A window size of 61 m was selected for the geomorphometric analysis of the curvature of the surface, which provided a good compromise between the size of land surface depressions resulting from sand mining operations and spatial generalization. The sand extraction areas were located and digitized on a final map and validated with a field survey. In addition, an estimation of the volume of soil loss resulting from sand extractions was performed. To calculate the volume of soil loss, a new digital surface model was generated without the soil loss zones extracted with the previous curvature analysis.

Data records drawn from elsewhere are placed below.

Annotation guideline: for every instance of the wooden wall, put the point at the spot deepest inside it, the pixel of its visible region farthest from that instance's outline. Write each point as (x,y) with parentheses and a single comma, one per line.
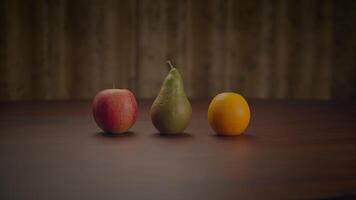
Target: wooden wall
(63,49)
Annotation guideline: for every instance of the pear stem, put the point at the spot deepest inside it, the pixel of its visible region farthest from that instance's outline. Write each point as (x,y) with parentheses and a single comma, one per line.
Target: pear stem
(170,64)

Then, the difference was applied to the initial surface model with the areas identified as soil loss and to the digital surface model without soil loss, obtaining the volume of the previously identified soil loss areas.

2.5. Shrub Area and Shape Dynamics

Variations in the size and number of shrubs were determined by calculating the number of shrubs lost and differences in shrub cover area between consecutive image pairs. To calculate losses and gains in the coverage of the individuals, we assumed that a resulting negative area meant a loss of surface coverage, whereas a positive area meant a gain of coverage. To determine the edge effect and the health indicator on shrubs [59], the round shape index was calculated as the ratio between the cover area and the perimeter of each shrub in different years [60]. In order to evaluate whether the shrub cover reduction that occurred between 1956 and 1977 was related to sand extraction, the average minimum distance (AMD) and average random distance (ARD) between shrubs and sand extraction areas were calculated using PASSaGE v.2 software (The Biodesign Institute, Arizona State University, Tempe, AZ, USA) [61] with 999 permutations. We assumed that the shrubs in the 1956 image rather than the 1977 image were removed during sand mining, and those that reduced their cover were affected during this process. To evaluate whether the shrub population was affected by seawater intrusion between 1977 and 1984, the AMD and the ARD between the shrubs and the coastline were calculated as previously. Shrubs affected by sand extractions (those appearing in the 1956 image but not in the 1977 one) were not included in this analysis. When calculating the AMD, the shrubs that showed a reduction in cover over the corresponding period were used, whereas for the calculation of the ARD simulated shrubs were used. In order to evaluate the effects of protecting the shrubs within the Natural Park in 1987, reduction in shrub cover and number of shrubs in the 1984–2016 period was determined.

3. Results

3.1. Segmentation Accuracy

The average values of the Scale and the ED2 were 25 and 0.45, respectively (Table 2). The most precise segmentations were from 1977 and 2016, with a Scale of 20 and an ED2 of 0.35 in both. The least accurate segmentations were the ones of 1956 and 2004, with ED2 values of 0.59 and 0.51, respectively. The lowest RMSE was obtained in the image of 2016, with a value of 46.38 m2 and an MBE of −6.36 m2, overestimating the cover area of the shrubs. The highest RMSE was up to 120.64 m2, and in 5 of the 8 years (1956, 1977, 1997, 2004, and 2008) the area of the shrubs was underestimated as indicated by the MBE. With a computation time of 20 s per segmentation, we spent 36 h for a total of 6480 segmentations.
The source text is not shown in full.